Anirban Bhattacharya, líder da equipe nacional de finanças do Centre for Financial Accountability, com sede em Nova Délhi e atualmente conduzindo um estudo sobre o endividamento nas zonas rurais da Índia, diz: “Não há qualquer reconhecimento de que estamos diante de uma crise.”
O Ministério das Finanças da Índia não respondeu aos pedidos de comentário da reportagem.
Em alguns casos, o RBI interveio, impondo, em outubro de 2024, uma ordem de “cessar e desistir” a quatro instituições financeiras não bancárias e empresas de microfinanças, por práticas de preços abusivos, falta de transparência nas informações ou falhas na avaliação da renda familiar e dos compromissos mensais fixos.
Ainda assim, o atual presidente do RBI, Sanjay Malhotra, que assumiu o cargo em dezembro, afirmou recentemente que as medidas do banco central “funcionaram como planejado”. Em fevereiro deste ano, o RBI chegou a suspender parcialmente algumas das medidas relacionadas ao peso de risco.
Kunal Kundu, do Société Générale, acredita que a pressão sobre as famílias de baixa renda ainda está longe de terminar. O número de pessoas que penhoraram ouro e joias subiu 77% em janeiro, na comparação com o ano anterior — possivelmente depois que outras linhas de crédito foram cortadas. “A base da pirâmide está realmente sofrendo”, afirma. “É um claro sinal de estresse financeiro doméstico.”

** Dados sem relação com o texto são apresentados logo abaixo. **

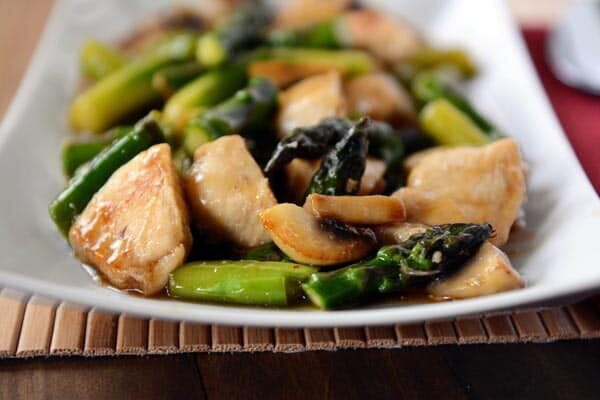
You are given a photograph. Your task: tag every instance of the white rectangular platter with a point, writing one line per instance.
(561, 259)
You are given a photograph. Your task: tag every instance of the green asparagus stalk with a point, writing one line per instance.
(416, 261)
(346, 62)
(127, 90)
(342, 168)
(324, 35)
(429, 58)
(308, 142)
(262, 283)
(76, 153)
(88, 181)
(245, 113)
(98, 60)
(386, 144)
(207, 90)
(267, 252)
(428, 86)
(315, 141)
(449, 126)
(171, 78)
(244, 30)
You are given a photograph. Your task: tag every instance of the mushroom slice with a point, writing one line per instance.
(227, 190)
(389, 39)
(309, 101)
(135, 229)
(380, 97)
(467, 184)
(300, 171)
(302, 237)
(488, 272)
(363, 210)
(397, 232)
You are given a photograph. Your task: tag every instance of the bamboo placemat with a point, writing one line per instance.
(34, 326)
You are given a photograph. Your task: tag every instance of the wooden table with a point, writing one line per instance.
(566, 370)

Enquanto isso, uma nascente indústria de gestão de dívidas surgiu como um salva-vidas para pessoas como Iyer, e cresce no mesmo ritmo da sede da Índia por crédito.
Mas representantes do setor alertam que pouco está sendo feito em termos de políticas públicas para conter o avanço do endividamento. “É uma bomba-relógio prestes a explodir”, diz Harish Parmar, fundador da agência de negociação de dívidas SingleDebt, que ajudou a proteger Iyer contra os cobradores agressivos ao assumir as tratativas com os bancos. “Não parece haver nenhuma solução concreta na mesa.”
Apesar da ajuda profissional que recebeu para reorganizar suas finanças, Iyer, que ainda busca uma recolocação no mercado de trabalho, sente os efeitos emocionais da situação.
“Todo o respeito que eu ainda tinha, eles destruíram”, diz ele, sobre o que aconteceu com sua reputação. “Depois que você cai nesse ciclo, não consegue mais sair.”